2002). Because the evidence here demonstrates that Ricci had no knowledge of
Torres’s presence at the fire station, let alone his specific presence on the scissor lift
directly behind the closed bay door, Ricci could not have reasonably anticipated a
danger of injury to anyone when he used the remote control in his emergency vehicle
to open the door.
Accordingly, based on this record, we conclude that the risk of harm to Torres
was not foreseeable and that Ricci owed no duty to him. See id. (“[T]here is neither
12 a legal nor moral obligation to guard against that which cannot be foreseen.”

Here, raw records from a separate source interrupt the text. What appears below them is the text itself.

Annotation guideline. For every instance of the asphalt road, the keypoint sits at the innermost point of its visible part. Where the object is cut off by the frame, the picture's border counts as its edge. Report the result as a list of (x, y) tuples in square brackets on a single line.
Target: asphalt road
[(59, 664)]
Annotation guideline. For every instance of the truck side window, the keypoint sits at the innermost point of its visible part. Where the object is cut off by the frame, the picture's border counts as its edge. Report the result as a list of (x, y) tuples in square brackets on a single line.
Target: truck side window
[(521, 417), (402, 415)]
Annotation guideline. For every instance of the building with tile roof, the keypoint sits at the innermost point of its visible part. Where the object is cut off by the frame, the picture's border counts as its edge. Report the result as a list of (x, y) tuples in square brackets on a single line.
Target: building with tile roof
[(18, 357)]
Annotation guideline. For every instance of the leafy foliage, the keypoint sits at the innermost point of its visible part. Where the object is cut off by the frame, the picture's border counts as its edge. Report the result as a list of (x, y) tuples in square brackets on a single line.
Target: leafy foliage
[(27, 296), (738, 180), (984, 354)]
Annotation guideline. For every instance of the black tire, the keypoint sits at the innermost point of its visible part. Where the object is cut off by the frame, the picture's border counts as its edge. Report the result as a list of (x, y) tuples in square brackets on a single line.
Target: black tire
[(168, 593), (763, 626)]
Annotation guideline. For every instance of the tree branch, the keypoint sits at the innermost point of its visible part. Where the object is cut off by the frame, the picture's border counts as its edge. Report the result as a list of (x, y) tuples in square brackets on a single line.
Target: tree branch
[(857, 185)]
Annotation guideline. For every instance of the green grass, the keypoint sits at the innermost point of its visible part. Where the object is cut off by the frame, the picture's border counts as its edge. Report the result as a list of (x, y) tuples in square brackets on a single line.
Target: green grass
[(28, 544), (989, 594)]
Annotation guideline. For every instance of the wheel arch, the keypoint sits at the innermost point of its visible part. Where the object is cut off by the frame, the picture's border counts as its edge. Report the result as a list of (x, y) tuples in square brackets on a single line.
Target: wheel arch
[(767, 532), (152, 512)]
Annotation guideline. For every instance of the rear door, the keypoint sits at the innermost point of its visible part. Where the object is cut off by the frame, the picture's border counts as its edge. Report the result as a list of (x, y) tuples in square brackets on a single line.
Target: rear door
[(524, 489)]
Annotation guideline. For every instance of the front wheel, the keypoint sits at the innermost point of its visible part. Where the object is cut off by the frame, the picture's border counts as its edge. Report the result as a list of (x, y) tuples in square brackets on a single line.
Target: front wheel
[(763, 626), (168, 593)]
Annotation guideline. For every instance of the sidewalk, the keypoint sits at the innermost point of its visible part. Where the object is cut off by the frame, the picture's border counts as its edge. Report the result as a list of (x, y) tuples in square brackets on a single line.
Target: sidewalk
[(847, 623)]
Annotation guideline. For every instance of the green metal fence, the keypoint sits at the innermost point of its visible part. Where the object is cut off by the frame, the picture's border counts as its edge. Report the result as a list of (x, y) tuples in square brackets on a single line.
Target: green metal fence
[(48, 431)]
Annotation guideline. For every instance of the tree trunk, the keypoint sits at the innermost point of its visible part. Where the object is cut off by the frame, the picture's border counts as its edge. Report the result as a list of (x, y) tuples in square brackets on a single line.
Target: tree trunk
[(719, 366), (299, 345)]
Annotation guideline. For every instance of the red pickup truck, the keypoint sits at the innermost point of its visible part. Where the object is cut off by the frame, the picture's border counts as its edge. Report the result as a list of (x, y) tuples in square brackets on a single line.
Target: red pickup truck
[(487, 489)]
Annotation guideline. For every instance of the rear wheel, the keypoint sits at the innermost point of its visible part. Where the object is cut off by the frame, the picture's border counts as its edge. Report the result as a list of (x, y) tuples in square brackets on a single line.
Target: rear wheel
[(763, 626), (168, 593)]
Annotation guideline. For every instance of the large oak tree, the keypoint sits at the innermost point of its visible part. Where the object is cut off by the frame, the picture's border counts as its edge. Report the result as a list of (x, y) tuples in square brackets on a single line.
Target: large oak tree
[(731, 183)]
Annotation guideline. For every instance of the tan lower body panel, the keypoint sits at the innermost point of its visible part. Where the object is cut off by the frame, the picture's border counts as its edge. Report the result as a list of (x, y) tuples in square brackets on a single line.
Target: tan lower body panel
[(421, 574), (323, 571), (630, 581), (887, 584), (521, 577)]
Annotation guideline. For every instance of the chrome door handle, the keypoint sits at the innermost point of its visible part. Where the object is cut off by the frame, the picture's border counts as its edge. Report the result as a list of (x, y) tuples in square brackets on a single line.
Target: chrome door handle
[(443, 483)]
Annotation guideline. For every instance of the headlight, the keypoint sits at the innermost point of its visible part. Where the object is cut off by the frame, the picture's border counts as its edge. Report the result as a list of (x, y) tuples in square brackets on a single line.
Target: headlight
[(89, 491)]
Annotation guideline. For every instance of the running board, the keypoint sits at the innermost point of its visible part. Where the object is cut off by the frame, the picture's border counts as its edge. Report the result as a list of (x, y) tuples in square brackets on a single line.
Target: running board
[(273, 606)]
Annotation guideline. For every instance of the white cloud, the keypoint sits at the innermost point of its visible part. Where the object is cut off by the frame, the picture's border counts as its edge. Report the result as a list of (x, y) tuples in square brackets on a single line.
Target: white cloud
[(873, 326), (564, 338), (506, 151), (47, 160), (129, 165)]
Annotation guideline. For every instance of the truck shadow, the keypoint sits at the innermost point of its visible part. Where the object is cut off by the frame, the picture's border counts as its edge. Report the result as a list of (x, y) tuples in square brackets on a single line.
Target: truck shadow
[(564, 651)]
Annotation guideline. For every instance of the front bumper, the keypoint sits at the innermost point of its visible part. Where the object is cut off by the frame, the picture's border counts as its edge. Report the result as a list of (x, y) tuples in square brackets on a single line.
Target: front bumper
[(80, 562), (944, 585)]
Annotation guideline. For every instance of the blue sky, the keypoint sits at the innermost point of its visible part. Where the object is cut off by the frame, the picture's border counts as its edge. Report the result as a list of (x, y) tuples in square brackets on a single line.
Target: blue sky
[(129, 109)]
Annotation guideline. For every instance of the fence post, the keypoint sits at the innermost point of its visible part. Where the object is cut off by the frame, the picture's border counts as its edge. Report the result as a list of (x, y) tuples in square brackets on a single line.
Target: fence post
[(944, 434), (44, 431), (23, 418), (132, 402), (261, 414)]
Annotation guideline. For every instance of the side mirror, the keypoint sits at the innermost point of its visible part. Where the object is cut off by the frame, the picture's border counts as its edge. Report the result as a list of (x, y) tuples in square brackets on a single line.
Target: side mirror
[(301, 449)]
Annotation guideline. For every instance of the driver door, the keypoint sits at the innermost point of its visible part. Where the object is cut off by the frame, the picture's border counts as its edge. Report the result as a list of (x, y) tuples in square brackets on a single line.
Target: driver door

(quotation omitted)). Because the evidence establishes that Ricci owed no duty to
Torres—a required element of negligence—the City retained its governmental
immunity from suit. See Sw. Bell Tel. Co., 2017 WL 3262131, at *3; Prairie View,
180 S.W.3d at 704.10
10 We note that the City characterizes the true nature of Torres’s claim as the non-use of information, for which there is no waiver of immunity. According to the City, although Torres presented some evidence that personnel at the fire station were aware of his presence, the failure to communicate his presence to Ricci so that he would not open the bay door when returning from his run amounts to non-use of information. Torres disagrees and argues that this is a mischaracterization of his claim and the evidence presented at trial—i.e., that Ricci was “negligent in the operation and use of motor-driven equipment by activating the remote controlled, motor driven equipment that opened the bay door, knocked over the scissor lift, and caused [] Torres’s injuries.” Regardless, to the extent that the trial court’s finding of negligence was based on the failure of City employees to communicate Torres’s presence to Ricci, we agree with the City that any failure to communicate does not amount to the “operation or use” of motor-driven equipment as required by the statute. See, e.g., City of Colony v. Rygh, No. 02-17-00080-CV, 2017 WL 6377435, at *5 (Tex. App.—Fort Worth Dec. 14, 2017, no pet.) (mem. op.) (concluding that city’s alleged negligent failure to notify plaintiffs that their residence could flood with sewage, either before or after city employees used a “Vac” truck to clear blockage in sewer main “had nothing to do with operating or using the Vac truck; it merely implicated human communications (or lack thereof)”); Tex. Dep’t of Transp. v. City of Floresville Elec. Power & Light Sys., 53 S.W.3d 447, 455 (Tex. App.— San Antonio 2001, no pet.) (“[T]he basis of [Appellees’] claim is TxDOT’s failure to notify [Appellees], which does not involve . . . the operation or use of a motor- driven vehicle.”). 13 Conclusion
Accordingly, for all of the foregoing reasons, we hold that the evidence
establishes that the City owed no duty to Torres, a required element of negligence.
Absent proof of the common-law elements of negligence, the City was entitled to
governmental immunity under the TTCA. We therefore reverse the trial court’s
judgment and render judgment dismissing Torres’s claims against the City for lack
of subject-matter jurisdiction.
Terry Adams Chief Justice
Panel consists of Chief Justice Adams and Justices Morgan and Dokupil.